Courtyard with a Farrier Shoeing a Horse
A white horse patiently receives a shoe repair from a farrier – a blacksmith specialising in horseshoes. Supervising the shoeing is the horse’s rider, a man dressed in a loose shirt with a jerkin and an elaborate feathered hat. Is this rider a gentleman, or a less reputable character, as his somewhat theatrical clothing seems to suggest? The other figures standing nearby raise similar questions: for example, the two shepherds on the right, one of whom has an unbuttoned jerkin and a falling-down sock. Set against a backdrop of an Italianate ruin, with small plants growing from its crumbled ledges, these enigmatic characters seem in no hurry to move on with their tasks.
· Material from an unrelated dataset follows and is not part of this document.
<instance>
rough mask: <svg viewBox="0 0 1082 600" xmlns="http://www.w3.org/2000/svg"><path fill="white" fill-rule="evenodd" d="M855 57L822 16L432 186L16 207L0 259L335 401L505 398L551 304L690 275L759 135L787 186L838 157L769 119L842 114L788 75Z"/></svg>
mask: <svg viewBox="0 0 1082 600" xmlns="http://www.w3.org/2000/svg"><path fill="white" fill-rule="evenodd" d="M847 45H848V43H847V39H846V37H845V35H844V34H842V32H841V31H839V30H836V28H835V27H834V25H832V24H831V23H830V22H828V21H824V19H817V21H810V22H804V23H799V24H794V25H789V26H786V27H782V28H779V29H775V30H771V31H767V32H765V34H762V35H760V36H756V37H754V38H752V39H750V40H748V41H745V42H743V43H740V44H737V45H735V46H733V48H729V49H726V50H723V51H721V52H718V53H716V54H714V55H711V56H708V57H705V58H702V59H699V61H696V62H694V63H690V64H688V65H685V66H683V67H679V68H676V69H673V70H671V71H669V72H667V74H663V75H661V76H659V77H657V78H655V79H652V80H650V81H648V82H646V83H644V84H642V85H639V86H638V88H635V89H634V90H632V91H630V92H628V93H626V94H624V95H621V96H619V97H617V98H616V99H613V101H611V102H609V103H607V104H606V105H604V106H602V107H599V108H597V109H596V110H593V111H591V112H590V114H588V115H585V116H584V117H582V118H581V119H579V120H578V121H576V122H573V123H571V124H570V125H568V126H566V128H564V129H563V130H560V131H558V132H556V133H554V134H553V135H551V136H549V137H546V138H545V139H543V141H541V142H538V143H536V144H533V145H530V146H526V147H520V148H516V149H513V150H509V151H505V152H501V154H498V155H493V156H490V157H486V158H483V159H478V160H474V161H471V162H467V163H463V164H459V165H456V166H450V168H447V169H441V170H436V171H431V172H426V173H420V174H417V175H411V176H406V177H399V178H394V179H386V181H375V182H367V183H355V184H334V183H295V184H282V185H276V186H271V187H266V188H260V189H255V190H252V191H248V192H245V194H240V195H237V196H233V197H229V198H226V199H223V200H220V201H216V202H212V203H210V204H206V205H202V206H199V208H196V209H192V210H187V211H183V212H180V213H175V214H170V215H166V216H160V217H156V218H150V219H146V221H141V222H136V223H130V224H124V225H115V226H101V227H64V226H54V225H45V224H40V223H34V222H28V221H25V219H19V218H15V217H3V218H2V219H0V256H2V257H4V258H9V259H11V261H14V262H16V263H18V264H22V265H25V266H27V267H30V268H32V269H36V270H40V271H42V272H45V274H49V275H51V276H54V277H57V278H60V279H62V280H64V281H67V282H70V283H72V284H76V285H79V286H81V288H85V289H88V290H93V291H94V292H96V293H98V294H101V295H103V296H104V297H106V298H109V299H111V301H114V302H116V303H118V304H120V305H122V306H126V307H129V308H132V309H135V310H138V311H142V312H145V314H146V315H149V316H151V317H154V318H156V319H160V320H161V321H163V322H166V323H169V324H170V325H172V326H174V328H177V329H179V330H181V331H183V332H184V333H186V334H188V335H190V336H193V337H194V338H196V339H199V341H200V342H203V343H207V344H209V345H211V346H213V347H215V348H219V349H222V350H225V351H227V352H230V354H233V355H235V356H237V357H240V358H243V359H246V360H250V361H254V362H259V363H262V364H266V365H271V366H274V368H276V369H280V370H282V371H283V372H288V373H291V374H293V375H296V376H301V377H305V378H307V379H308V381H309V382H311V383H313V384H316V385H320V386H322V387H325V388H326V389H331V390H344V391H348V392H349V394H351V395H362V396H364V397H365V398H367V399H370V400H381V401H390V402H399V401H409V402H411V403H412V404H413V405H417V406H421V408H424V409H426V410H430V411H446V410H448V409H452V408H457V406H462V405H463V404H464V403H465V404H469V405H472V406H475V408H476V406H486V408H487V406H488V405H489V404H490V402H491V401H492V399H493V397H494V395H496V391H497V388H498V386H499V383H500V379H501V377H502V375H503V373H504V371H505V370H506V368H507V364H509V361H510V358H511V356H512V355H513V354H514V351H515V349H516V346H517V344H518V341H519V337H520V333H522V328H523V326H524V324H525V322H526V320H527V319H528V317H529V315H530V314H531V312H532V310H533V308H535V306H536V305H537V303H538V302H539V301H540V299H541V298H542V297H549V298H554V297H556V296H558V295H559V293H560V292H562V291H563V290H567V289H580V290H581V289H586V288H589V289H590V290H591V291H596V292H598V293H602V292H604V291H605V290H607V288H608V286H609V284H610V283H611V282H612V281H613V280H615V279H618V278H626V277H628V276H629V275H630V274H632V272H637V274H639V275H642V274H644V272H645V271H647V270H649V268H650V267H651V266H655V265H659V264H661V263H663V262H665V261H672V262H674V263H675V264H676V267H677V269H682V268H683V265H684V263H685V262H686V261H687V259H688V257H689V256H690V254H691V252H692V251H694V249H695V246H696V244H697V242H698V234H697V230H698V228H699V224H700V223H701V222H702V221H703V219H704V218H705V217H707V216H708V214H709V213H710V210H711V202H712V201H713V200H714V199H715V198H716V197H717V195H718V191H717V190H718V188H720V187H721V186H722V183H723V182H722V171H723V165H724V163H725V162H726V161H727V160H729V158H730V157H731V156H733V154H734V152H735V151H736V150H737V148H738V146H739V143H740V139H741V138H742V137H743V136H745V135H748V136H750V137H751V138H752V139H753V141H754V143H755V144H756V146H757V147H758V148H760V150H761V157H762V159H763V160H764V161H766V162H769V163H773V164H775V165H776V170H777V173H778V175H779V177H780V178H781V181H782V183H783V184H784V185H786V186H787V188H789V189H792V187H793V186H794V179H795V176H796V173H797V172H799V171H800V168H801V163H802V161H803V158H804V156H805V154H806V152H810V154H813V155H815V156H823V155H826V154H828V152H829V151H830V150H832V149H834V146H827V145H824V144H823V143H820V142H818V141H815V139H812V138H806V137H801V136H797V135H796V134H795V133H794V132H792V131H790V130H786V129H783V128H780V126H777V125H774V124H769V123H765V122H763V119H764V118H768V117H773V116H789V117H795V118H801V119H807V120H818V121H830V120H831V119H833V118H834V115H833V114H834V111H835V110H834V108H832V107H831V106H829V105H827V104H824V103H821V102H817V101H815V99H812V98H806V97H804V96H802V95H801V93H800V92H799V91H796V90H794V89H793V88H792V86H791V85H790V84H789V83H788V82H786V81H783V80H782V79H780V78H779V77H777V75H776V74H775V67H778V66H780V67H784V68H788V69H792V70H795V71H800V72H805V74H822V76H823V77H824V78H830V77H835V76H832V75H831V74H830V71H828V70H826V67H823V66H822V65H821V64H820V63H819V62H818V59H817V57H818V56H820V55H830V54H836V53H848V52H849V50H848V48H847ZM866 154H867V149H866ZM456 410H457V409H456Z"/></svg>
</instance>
This pastoral, romantic scene highlights two of the Dutch artist Philips Wouwerman’s (1619-68) key interests as a painter. Wouwerman, who lived in Haarlem in the Netherlands, was well-known as a painter of horses, as well as of pastoral scenes inspired by the painter Pieter van Laer (1599-1642) and the so-called Bamboccianti, a group of Northern European artists working in Rome and famous for their perceivably bawdy scenes of everyday life. From the 1650s onwards, Wouwerman took increasing interest in landscape, and scenes like this one abound from this part of his career.